Словом, серьезный пацан.
Я проклял себя последними словами. Это же надо: встречаться (если можно так сказать) с женщиной не менее года и ни разу не поинтересоваться, куда она спешит после того, как… как у нас тут все заканчивается.
Кажется, женщины заметили мою растерянность. В какой-то момент я вопросительно и укоризненно посмотрел на Марину, мол: «Ты не могла сказать раньше?» И она ответила одними губами: «Зачем тебе это знать?»
Собственно, я позвал Елизавету на ужин, чтобы поговорить о другом. Хотя бы закинуть удочку насчет нашей с Дезмондом идеи. Но спросить прямо не решался.
Меня неожиданно опередила Марина.
— А вы бы еще хотели снимать? — просто спросила она.
Елизавета пожала плечами:
— Боюсь, мои желания не совпадают с интересами тех, от кого это зависит. А работать для полки — уже не тот возраст.
Наилучший для меня ответ.
Я напрягся и рванул с места в карьер:
— А если совпадут?
— Ты стал таким большим начальником, Дэн? — улыбнулась она.
Объяснить ситуацию было уже делом техники и красноречия.
И я рассказал ей о возможностях Дезмонда Уитенберга. Она слушала молча. И молчала еще несколько минут после услышанного.
Решился добавить:
— В любом случае, мы сможем спокойно и официально отправиться в Штаты на тот срок, который нам потребуется, чтобы…
— Я согласна! — быстро сказала Лиза, деликатно не дав мне закончить фразу.
Собственно, я бы ее и не закончил: между мной и ею сидела женщина из другой жизни, которая не имела к этой истории никакого отношения.
Я не хотел смущать ее…
Собственно, это было все, что я хотел сегодня услышать от Елизаветы Тенецкой. Мне не терпелось засесть за скайп и сообщить Дезмонду, что у нас есть ее принципиальное согласие. А уж то, что я называл «о чем кино?», будем обсуждать все вместе, в процессе — но ни в коем случае не давить на нее.

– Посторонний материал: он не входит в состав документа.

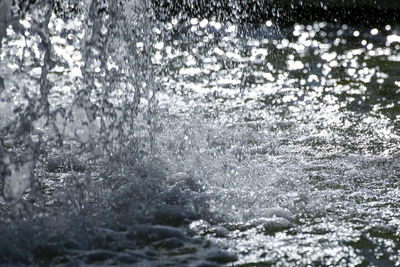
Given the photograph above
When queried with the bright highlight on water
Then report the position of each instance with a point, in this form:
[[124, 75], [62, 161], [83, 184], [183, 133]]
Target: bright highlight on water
[[195, 141]]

Около девяти она засобиралась домой.
Я вызвал такси.
Мгновение некоторой неловкости наступило, когда Марина осталась помочь мне убрать со стола.
В прихожей мы в четыре глаза смотрели, как Лиза набрасывает курточку. У Марины в руке уже было полотенце, приготовленное для уборки. Эти минуты в прихожей показались мне очень неудобными, какими-то псевдородственными и накрыли меня волной неправедности и стыда. Ведь все было не так!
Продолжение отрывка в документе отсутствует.